Wednesday, January 5, 2011

Chanukkah -- Another Viewpoint

This piece also appeared in the December edition of Temple Topics, continuing my message of past present and future being interconnected, in this case through the history of the development of the holiday itself...

Chanukkah – 1 Spelling, On Time, Same as Ever (?)
First Candle – Wednesday evening, December 1

As I noted in my column, Chanukkah is a rather unique holiday on our calendar for many reasons. It is likely true that no other holiday has been as intentionally manipulated throughout Jewish history, to reflect the times in which it has been celebrated. No Hebrew word that has passed into English is more routinely spelled with variant spellings, despite a clearly correct choice which apparently no style book prefers. No holiday has grown so much in significance in our modern times, nor is more connected to the celebrations of other religions and cultures, usually to the detriment of understanding its own intrinsic messages.

In other words, there may not be a Jewish holiday in which past, present, and future are all “in play” at the same time as is usually true in our Chanukkah celebration.

In its origins, Chanukkah seems clearly to have been one of many military/political holidays declared by the Maccabees during their battles with the Syrian/Greek hellenizers of Antiochus IV, and afterwards, during and after the continuing skirmishes for political and spiritual control of the Jewish community, that ended in the establishment of the Hasmonean Dynasty by the last of Judah’s brothers. For whatever reasons, all of the other of these Maccabean/ Hasmonean holidays eventually disappeared from the calendar; Chanukkah alone survived.

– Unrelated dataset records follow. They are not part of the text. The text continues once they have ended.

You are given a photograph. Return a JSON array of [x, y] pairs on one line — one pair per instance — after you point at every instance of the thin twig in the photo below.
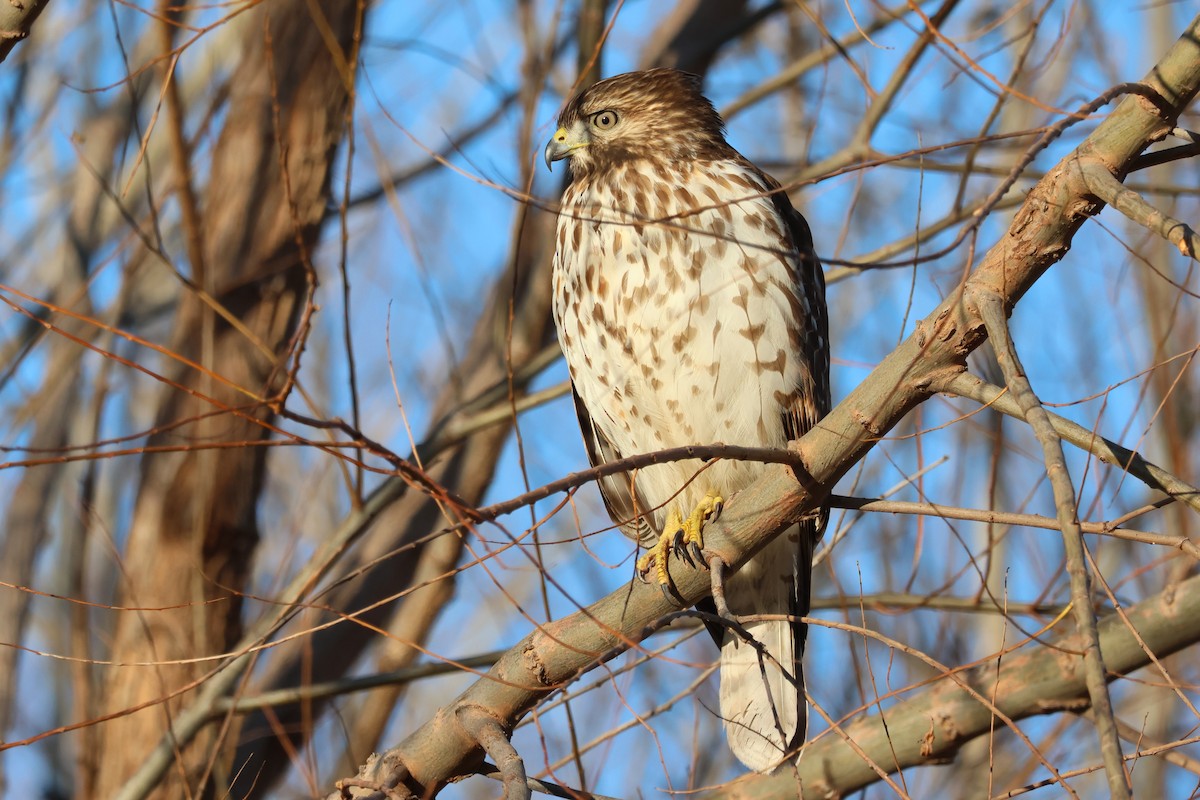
[[995, 318], [1110, 452], [1122, 198]]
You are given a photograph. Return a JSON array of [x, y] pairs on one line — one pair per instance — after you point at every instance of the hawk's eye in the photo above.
[[604, 120]]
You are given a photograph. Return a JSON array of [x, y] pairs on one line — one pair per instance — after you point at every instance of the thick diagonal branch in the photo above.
[[991, 310], [1039, 235]]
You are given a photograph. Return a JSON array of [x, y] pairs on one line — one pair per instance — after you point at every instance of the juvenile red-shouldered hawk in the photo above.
[[691, 310]]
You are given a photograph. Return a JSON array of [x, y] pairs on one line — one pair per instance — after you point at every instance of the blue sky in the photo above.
[[431, 70]]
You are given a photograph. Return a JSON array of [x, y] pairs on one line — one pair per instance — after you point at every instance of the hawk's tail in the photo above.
[[762, 693]]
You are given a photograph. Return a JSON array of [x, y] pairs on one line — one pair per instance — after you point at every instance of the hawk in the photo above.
[[690, 307]]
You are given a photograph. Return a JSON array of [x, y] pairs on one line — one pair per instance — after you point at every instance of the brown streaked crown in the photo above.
[[663, 115]]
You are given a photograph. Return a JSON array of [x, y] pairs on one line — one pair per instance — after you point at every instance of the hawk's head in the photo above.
[[657, 114]]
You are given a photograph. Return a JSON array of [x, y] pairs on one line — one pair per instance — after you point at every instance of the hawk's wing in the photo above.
[[619, 492]]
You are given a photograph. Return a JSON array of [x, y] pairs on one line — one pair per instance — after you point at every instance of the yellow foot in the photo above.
[[683, 536]]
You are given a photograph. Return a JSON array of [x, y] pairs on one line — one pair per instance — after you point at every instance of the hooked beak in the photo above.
[[562, 145]]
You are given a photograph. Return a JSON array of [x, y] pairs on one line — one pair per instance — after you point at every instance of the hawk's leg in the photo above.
[[682, 536]]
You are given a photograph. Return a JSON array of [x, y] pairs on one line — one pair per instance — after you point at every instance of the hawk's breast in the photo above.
[[676, 300]]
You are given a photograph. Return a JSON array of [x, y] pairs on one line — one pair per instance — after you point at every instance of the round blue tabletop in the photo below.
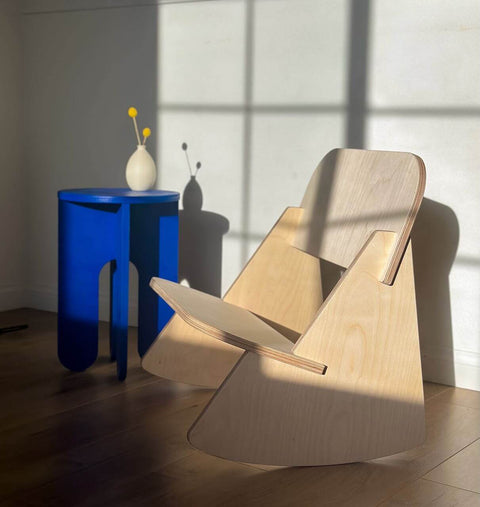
[[117, 195]]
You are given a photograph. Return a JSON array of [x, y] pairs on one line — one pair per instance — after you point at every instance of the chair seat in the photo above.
[[230, 323]]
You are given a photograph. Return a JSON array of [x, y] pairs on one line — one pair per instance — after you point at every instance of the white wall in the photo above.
[[12, 191], [260, 90]]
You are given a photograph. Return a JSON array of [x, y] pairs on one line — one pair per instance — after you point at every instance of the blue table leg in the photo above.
[[154, 251], [119, 293], [86, 243], [113, 352]]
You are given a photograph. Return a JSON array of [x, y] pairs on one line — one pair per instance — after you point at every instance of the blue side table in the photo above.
[[115, 225]]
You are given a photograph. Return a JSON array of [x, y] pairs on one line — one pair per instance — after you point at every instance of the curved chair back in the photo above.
[[353, 193]]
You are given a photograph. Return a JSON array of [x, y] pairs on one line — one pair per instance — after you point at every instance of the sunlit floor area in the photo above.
[[86, 439]]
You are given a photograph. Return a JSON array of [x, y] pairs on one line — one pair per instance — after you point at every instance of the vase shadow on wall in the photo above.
[[200, 242], [435, 236]]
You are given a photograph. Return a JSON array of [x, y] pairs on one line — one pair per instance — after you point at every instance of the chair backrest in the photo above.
[[353, 193]]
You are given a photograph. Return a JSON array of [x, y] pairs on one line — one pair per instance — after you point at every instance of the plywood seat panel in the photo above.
[[230, 323]]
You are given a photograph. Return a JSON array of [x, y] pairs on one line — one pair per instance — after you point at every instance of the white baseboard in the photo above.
[[452, 367], [36, 7], [11, 297], [46, 298], [445, 366]]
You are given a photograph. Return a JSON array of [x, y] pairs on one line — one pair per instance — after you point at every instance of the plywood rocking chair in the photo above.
[[302, 380]]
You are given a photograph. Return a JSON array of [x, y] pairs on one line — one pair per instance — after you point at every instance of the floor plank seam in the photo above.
[[450, 486], [449, 457]]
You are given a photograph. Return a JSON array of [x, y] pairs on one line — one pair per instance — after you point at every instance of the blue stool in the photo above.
[[100, 225]]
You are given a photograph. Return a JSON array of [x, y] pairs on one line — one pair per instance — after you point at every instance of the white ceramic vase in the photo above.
[[141, 172]]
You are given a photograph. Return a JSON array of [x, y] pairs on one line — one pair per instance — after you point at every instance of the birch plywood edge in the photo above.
[[230, 323], [280, 284], [353, 193], [368, 404]]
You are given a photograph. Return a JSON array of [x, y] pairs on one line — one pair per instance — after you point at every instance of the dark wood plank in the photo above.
[[85, 439]]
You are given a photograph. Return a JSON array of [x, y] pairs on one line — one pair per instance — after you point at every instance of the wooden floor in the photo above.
[[69, 439]]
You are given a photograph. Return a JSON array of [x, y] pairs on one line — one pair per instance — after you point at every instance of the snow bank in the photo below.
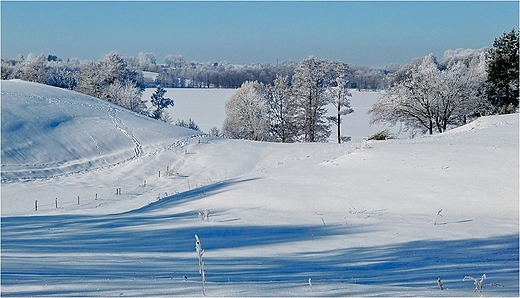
[[48, 131]]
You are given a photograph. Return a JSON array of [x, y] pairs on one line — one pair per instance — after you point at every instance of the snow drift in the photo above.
[[48, 131]]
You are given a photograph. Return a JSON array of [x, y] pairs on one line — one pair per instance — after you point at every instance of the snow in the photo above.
[[207, 108], [356, 218]]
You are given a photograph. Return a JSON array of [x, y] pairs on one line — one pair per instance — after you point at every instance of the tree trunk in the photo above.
[[339, 124]]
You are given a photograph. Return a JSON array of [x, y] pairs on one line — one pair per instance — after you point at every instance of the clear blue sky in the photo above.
[[362, 33]]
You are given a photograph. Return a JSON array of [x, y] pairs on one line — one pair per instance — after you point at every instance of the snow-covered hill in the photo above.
[[356, 219], [49, 131]]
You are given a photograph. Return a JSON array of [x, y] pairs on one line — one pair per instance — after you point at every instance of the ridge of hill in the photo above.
[[48, 131]]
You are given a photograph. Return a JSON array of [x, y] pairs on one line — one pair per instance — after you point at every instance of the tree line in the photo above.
[[176, 72], [432, 96], [287, 102], [292, 109]]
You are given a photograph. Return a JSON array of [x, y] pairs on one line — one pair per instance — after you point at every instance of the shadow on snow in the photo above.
[[139, 244]]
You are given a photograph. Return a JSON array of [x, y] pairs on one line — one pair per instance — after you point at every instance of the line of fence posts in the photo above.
[[118, 191]]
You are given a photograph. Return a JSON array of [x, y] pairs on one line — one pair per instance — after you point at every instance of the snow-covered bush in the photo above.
[[200, 252]]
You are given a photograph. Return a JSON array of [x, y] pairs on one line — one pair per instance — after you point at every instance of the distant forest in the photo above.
[[177, 72]]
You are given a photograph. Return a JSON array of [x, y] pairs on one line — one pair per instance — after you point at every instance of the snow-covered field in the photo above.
[[355, 219], [207, 108]]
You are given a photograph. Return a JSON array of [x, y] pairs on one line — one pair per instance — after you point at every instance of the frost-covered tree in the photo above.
[[32, 69], [94, 78], [125, 94], [159, 102], [339, 94], [503, 72], [412, 98], [282, 111], [430, 96], [146, 61], [187, 124], [246, 114], [309, 84]]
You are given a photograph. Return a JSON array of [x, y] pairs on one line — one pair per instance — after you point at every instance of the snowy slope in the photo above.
[[49, 131], [357, 219]]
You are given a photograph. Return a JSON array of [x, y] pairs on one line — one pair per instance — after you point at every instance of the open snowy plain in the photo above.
[[356, 219]]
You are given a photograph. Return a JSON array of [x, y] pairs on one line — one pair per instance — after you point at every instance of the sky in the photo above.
[[362, 33]]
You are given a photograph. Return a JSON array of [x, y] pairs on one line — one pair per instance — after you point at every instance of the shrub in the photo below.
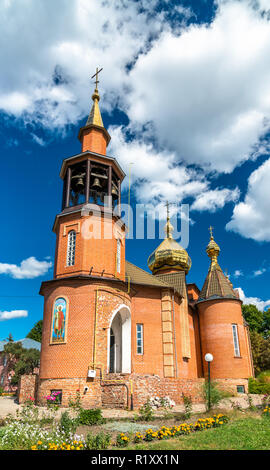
[[216, 395], [90, 417], [122, 440], [67, 424], [100, 441], [75, 404], [264, 377], [188, 405], [254, 386], [146, 412]]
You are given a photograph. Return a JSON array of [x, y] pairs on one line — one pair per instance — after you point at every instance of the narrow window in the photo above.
[[71, 248], [118, 256], [236, 341], [139, 335]]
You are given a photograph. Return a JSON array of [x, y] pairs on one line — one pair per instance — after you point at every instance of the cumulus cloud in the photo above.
[[251, 217], [205, 88], [237, 273], [28, 269], [210, 99], [5, 315], [260, 304], [195, 96], [215, 199]]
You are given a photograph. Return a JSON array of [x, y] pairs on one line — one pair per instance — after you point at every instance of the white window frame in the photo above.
[[118, 256], [71, 248], [139, 339], [235, 340]]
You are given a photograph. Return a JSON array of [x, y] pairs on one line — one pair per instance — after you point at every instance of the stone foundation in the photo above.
[[121, 390]]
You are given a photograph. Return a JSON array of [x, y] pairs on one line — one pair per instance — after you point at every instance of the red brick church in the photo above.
[[114, 332]]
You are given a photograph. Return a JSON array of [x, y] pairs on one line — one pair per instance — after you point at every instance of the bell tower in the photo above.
[[90, 232]]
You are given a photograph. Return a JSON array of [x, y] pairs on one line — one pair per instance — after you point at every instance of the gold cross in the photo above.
[[211, 231], [96, 75], [168, 210]]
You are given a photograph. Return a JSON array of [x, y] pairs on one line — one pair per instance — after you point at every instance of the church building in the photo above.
[[114, 333]]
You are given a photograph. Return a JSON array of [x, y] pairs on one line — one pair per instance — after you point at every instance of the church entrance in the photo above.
[[119, 347]]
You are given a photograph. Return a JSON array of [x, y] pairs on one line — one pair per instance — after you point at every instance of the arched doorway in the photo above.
[[119, 341]]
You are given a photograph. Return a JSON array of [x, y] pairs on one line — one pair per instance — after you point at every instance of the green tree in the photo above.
[[36, 332], [266, 323], [253, 317], [20, 360]]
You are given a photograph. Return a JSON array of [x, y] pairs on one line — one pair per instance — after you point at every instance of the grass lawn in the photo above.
[[241, 433]]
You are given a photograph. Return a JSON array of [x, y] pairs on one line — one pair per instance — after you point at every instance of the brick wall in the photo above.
[[27, 387]]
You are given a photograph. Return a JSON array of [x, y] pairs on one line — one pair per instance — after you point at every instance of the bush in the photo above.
[[100, 441], [90, 417], [254, 386], [216, 395], [188, 405], [264, 377], [67, 424], [146, 412]]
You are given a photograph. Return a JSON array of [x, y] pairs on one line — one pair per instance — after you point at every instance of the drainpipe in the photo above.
[[175, 352]]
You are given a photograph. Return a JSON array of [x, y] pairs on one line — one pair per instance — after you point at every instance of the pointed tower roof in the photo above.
[[216, 284], [169, 254], [95, 114], [94, 123]]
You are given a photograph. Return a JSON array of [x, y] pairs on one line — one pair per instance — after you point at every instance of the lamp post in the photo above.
[[208, 357]]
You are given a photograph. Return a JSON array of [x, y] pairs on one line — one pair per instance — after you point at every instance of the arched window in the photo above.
[[59, 321], [118, 256], [71, 248]]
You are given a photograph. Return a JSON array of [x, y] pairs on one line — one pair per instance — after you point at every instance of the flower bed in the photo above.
[[166, 432]]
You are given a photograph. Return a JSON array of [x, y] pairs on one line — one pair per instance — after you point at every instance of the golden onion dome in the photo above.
[[169, 254], [213, 249]]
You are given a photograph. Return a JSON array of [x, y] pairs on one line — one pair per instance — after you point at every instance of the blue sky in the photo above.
[[185, 95]]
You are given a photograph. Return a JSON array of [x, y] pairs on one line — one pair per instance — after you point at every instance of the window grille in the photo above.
[[71, 248]]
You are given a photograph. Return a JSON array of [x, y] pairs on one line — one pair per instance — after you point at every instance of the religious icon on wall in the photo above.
[[59, 321]]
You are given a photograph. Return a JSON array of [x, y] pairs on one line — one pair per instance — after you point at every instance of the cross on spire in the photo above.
[[96, 75], [168, 210], [211, 231]]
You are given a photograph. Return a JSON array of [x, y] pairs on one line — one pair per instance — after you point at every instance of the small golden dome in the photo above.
[[169, 254], [212, 249]]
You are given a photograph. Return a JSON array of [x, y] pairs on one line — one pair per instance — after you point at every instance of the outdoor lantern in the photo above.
[[208, 358]]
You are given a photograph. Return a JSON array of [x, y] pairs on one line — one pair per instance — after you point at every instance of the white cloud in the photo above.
[[205, 89], [210, 99], [213, 200], [237, 273], [28, 269], [62, 44], [38, 140], [260, 304], [259, 272], [13, 314], [201, 92], [251, 217], [154, 175]]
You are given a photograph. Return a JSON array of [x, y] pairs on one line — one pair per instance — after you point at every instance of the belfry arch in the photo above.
[[119, 341]]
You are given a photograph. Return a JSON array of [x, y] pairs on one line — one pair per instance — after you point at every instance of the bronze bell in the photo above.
[[80, 182], [96, 184], [114, 192]]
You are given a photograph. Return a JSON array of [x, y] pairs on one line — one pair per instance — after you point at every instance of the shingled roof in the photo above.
[[138, 276], [175, 280], [217, 285]]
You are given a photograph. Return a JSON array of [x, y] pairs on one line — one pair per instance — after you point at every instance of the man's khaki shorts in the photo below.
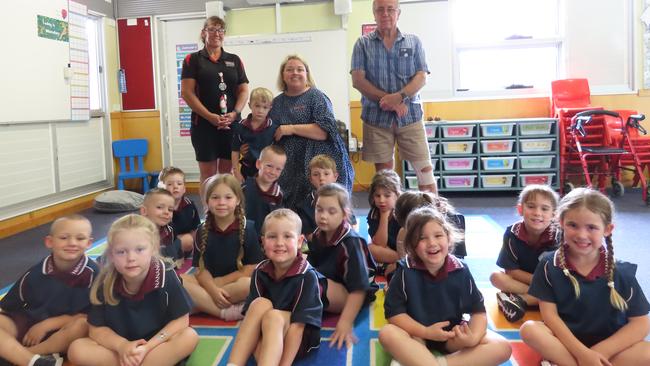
[[378, 143]]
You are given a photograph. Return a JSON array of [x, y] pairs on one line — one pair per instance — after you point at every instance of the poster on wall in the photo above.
[[184, 111]]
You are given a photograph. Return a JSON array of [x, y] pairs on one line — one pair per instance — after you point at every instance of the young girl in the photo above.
[[140, 312], [523, 243], [593, 309], [284, 307], [382, 225], [428, 298], [341, 255], [226, 254]]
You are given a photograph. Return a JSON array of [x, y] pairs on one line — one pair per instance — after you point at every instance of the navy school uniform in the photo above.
[[44, 292], [517, 253], [345, 259], [259, 203], [299, 291], [393, 227], [170, 245], [591, 317], [186, 217], [430, 299], [307, 212], [258, 139], [222, 248], [161, 299]]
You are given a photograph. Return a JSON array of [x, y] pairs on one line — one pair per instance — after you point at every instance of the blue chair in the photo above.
[[131, 153]]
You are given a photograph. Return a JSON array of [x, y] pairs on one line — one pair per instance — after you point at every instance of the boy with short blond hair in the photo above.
[[185, 219], [252, 134], [262, 194], [46, 308], [158, 206]]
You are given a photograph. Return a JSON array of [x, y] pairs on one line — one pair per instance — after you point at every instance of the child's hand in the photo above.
[[222, 298], [436, 332], [36, 333], [344, 332], [132, 353]]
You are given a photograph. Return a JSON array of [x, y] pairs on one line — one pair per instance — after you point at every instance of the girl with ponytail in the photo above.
[[226, 253], [593, 309]]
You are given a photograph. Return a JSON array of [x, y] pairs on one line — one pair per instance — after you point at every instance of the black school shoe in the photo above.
[[512, 306]]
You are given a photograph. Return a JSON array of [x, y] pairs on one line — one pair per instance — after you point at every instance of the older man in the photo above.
[[389, 69]]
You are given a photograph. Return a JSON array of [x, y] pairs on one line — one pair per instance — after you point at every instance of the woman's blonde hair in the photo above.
[[108, 275], [281, 84], [418, 219], [231, 182], [599, 204]]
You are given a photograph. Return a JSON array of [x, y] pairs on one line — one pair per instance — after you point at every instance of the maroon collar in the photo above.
[[78, 276], [248, 124], [451, 264], [273, 195], [154, 280], [599, 270], [298, 267], [339, 234], [233, 227], [546, 239]]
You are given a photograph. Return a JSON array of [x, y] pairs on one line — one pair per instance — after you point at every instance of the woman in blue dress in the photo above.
[[307, 128]]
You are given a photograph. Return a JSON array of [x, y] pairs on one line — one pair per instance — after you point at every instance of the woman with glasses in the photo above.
[[214, 85]]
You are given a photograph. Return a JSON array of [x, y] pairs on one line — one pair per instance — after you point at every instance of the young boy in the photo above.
[[186, 218], [262, 194], [158, 206], [46, 308], [321, 171], [253, 133], [523, 244]]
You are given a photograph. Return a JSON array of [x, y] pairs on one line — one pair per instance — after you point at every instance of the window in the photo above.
[[95, 65], [505, 46]]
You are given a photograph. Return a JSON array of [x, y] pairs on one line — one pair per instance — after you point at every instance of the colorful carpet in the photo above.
[[483, 240]]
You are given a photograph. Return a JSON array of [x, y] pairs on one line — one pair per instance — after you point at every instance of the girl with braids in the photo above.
[[227, 250], [140, 312], [593, 309]]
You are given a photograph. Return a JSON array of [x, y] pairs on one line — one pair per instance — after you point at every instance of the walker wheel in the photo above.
[[618, 189]]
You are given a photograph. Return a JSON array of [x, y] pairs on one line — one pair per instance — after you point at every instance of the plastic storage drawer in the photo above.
[[497, 129], [458, 163], [535, 162], [458, 147], [499, 163], [497, 146], [540, 178], [457, 130], [459, 181], [534, 145], [497, 181], [535, 128]]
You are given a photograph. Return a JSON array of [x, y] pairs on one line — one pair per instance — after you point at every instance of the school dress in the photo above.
[[186, 217], [222, 248], [591, 317], [430, 299], [44, 292], [260, 203], [257, 139], [344, 259], [517, 253], [160, 300], [298, 291]]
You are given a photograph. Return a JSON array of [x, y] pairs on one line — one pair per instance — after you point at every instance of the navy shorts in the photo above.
[[210, 143]]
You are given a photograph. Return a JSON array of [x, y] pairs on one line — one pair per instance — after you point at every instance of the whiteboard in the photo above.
[[31, 67]]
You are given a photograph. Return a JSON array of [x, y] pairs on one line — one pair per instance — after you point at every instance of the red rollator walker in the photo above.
[[599, 140]]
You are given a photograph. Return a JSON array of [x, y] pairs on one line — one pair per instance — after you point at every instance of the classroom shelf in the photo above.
[[491, 155]]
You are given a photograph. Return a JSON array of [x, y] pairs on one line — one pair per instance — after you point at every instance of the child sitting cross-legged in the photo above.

In that survival are the seeds of the holiday’s chameleon –like ability to change to blend into the times. The Rabbis of early times, finding it impossible to completely wipe out any trace of a popular holiday that fell at a time of year when there was nothing else to celebrate, and when a celebratory distraction was a welcome break from the psychological disorder we now call SADD (seasonal affective dysfunctional disorder) in the darkness of the depths of winter, found a way to co-opt the celebration and turn it into a religious celebration of God’s miraculous and salvational powers.

And now, in our modern world, Chanukkah, once deliberately underplayed to avoid angering the Romans because of its overtones of military victory, has become deliberately OVERPLAYED as our alternative and response to being otherwise left out of the orgy of commercialization that the Christmas season has been allowed to become. I am still not sure why we, as Jews, couldn’t “just say no” to that over-commercialization, which I believe has needlessly watered down our neighbors’ holiday. But I do not mind this added attention to and value in Chanukkah otherwise. It is long overdue.

And, at its heart, the holiday really has not changed. It is still about miraculous salvation – whether of our people through the leadership of the Maccabees against all odds in fighting the Greek armies, or through the oil that lasted for 8 days instead of one which kept our faith alive in a dark moment. It is about how we identify ourselves as Jews in the face of the larger world, and how we walk the tightrope between separation to maintain our distinctiveness and blending into the surrounding world.

It is about FAMILY celebration – with foods fried to remind of the Rabbi’s miracle of the oil, with songs and games (like dreidel – itself a late addition to the long history) designed to keep the entire story well rehearsed in the hearts and minds of the next generation, with generous sharing of gifts, and thoughts turned to helping others.

It is a mirror – of who we are today, in light of who we have been, who we might yet become, who we are to ourselves and to others.